Many people educated in music with lifelong skills and talent are boring...
often they split into four primary categories
unable or unwilling to work with the commercial industry -- some have lengthy careers but often those of this variety never achieve great and lasting commerical success. Many actively eschew it.
if they work in formal music or musical theatre, it's highly competitive and they have a much shorter shelf life... those industries are much more structured and has greater personal demands. They have very little control over their careers outside of side projects. Most burn out before they ever achieve "success" and the ones that do tend to veer towards coming off as sociopaths.
then you've got the historians, which are often performing educators and activists... but despite what commmercial successes they may have, their primary work is often of the non profit variety. . . and not the cause of the week type. More the dreary, dusty tomes, museum types. And much of the public desires mind-free entertainment. . . the emotive, aesthetics, sense stimulating, not the intellectual.

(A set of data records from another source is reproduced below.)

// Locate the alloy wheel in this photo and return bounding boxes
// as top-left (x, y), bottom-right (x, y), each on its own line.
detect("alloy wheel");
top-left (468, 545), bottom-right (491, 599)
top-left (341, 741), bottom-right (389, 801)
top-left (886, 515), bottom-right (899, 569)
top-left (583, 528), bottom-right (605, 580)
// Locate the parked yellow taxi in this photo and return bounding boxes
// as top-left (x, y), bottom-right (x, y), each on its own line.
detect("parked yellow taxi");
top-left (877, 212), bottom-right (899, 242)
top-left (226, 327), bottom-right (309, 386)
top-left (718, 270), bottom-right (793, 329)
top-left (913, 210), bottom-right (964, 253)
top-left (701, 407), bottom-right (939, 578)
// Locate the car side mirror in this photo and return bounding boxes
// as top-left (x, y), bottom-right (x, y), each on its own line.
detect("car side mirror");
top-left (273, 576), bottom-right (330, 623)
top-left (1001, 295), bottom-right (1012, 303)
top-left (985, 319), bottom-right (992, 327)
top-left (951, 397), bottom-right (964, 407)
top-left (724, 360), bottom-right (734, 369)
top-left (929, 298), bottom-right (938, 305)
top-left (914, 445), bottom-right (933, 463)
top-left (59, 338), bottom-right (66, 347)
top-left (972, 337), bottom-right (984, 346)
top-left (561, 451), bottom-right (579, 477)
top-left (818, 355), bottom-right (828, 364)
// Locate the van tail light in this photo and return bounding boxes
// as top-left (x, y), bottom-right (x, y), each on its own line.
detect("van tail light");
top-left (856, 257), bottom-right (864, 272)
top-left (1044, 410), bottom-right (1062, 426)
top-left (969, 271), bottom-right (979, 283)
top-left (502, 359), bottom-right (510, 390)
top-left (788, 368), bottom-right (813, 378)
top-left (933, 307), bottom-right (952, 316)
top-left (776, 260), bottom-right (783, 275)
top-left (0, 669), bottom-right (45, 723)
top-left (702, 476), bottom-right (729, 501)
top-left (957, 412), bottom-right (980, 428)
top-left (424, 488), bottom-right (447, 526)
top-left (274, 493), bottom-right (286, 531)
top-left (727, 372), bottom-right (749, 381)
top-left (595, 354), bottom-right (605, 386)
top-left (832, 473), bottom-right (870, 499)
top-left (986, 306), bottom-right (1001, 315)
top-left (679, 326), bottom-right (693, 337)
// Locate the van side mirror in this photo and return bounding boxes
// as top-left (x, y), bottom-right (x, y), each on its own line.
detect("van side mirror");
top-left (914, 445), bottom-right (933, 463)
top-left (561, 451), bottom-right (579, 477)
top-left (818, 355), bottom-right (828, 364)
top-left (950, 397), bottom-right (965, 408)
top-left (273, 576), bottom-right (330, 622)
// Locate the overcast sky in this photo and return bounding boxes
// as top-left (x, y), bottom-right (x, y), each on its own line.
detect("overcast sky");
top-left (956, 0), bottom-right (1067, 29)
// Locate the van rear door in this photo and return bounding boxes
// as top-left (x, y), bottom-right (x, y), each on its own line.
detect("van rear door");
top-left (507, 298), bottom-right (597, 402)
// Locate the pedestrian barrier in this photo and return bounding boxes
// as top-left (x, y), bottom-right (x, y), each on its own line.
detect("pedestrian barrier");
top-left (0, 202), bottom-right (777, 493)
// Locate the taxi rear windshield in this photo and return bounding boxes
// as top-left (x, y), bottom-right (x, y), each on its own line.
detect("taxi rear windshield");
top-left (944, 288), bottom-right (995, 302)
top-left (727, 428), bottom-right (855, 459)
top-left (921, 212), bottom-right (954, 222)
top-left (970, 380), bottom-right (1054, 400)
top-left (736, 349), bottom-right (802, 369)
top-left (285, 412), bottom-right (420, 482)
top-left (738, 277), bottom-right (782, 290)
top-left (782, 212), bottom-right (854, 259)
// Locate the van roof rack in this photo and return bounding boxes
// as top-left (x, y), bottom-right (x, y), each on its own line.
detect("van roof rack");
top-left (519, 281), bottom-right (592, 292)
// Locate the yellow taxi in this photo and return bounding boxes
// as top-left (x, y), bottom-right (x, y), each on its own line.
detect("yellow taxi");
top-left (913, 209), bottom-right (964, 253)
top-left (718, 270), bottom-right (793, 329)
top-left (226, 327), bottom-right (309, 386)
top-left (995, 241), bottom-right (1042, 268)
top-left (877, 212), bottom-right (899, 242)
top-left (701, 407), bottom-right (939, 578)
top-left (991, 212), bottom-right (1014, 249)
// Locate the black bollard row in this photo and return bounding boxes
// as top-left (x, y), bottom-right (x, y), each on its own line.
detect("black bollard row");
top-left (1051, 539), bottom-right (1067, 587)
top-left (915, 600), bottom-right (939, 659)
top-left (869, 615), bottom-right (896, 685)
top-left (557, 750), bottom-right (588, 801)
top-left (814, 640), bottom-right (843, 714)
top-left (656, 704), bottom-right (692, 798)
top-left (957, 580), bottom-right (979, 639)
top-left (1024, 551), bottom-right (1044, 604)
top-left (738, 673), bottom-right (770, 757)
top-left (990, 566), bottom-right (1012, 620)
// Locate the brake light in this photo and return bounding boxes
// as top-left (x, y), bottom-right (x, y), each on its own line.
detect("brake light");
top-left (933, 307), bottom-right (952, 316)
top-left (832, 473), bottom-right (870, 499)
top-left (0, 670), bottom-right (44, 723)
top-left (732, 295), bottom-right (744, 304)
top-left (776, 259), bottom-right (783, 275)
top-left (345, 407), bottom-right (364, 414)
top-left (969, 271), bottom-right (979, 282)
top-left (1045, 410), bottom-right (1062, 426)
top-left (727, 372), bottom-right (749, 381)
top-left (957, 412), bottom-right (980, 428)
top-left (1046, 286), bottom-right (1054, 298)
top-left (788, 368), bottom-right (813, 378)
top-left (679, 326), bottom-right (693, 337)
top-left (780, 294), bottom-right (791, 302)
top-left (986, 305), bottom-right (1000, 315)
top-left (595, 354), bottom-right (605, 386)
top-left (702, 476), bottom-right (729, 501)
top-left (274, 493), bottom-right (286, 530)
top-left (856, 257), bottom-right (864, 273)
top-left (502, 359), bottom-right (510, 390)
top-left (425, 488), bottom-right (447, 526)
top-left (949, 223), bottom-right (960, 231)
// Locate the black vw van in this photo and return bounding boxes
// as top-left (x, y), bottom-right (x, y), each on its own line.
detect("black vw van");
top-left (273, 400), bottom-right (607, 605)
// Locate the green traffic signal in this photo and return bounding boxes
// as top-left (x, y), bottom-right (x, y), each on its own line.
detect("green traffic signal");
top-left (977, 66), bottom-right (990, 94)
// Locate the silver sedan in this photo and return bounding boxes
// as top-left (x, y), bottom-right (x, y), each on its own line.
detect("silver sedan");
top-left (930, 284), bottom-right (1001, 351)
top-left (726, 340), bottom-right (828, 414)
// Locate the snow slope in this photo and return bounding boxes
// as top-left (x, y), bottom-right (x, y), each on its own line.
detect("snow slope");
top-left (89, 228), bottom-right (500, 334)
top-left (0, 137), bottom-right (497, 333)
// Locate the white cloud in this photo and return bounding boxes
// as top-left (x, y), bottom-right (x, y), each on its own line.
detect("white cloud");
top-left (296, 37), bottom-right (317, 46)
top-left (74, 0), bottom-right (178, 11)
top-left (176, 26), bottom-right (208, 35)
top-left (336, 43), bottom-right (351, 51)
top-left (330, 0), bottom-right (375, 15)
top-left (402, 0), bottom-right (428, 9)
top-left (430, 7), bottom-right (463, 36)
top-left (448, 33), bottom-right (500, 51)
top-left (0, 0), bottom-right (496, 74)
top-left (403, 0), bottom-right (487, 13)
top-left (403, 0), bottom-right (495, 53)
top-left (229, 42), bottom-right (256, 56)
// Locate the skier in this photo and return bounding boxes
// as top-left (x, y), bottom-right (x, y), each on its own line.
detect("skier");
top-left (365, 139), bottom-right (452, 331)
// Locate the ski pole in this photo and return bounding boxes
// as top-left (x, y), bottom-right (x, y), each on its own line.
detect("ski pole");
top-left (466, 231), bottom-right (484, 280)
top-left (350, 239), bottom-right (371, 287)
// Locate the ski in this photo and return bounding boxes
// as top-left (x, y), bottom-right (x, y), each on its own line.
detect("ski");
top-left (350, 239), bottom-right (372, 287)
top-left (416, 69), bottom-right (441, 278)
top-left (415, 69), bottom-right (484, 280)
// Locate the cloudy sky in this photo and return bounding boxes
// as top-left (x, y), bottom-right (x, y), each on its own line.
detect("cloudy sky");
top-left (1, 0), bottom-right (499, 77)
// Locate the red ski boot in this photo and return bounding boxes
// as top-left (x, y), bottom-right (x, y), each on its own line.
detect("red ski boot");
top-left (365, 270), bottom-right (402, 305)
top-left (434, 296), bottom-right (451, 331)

then you have the commercial. Most really only got famous as a school project. It was never their intention to become "famous," so they bail after the first album or two and use it as means to pay for their education or move more quickly into their 'professional' field, such as education or the technical side of the industry. Also, quite a few dancers in this category that never became known for dance. So, they fade out of public view.. or worse yet, become like the majority of commercial artists and abandon everything they know for the trends, often succumbing to excesses of celebrity. . . and crash and burn that way.
many classically and professionally trained.. lack imagination, innovation and often just the taste level to succeed. There's many great technical singers and musicians but you'd swear they're somewhere on the spectrum because they never connect with the material. They require conductors and directors, editors, a team of people to guide them through even the baby steps of a single song. (one example, I was surprised how quickly Patina Miller got a major role because if you had ever caught her university performances, they had to painstakingly explain the motivations behind virtually every song. She was way too serious and couldn't grasp humour at all.)
While we recognize the many problems of the untrained, self taught and autotune counterparts, often such performers break even or even sink lower... because they didn't leave any room for themselves to grow.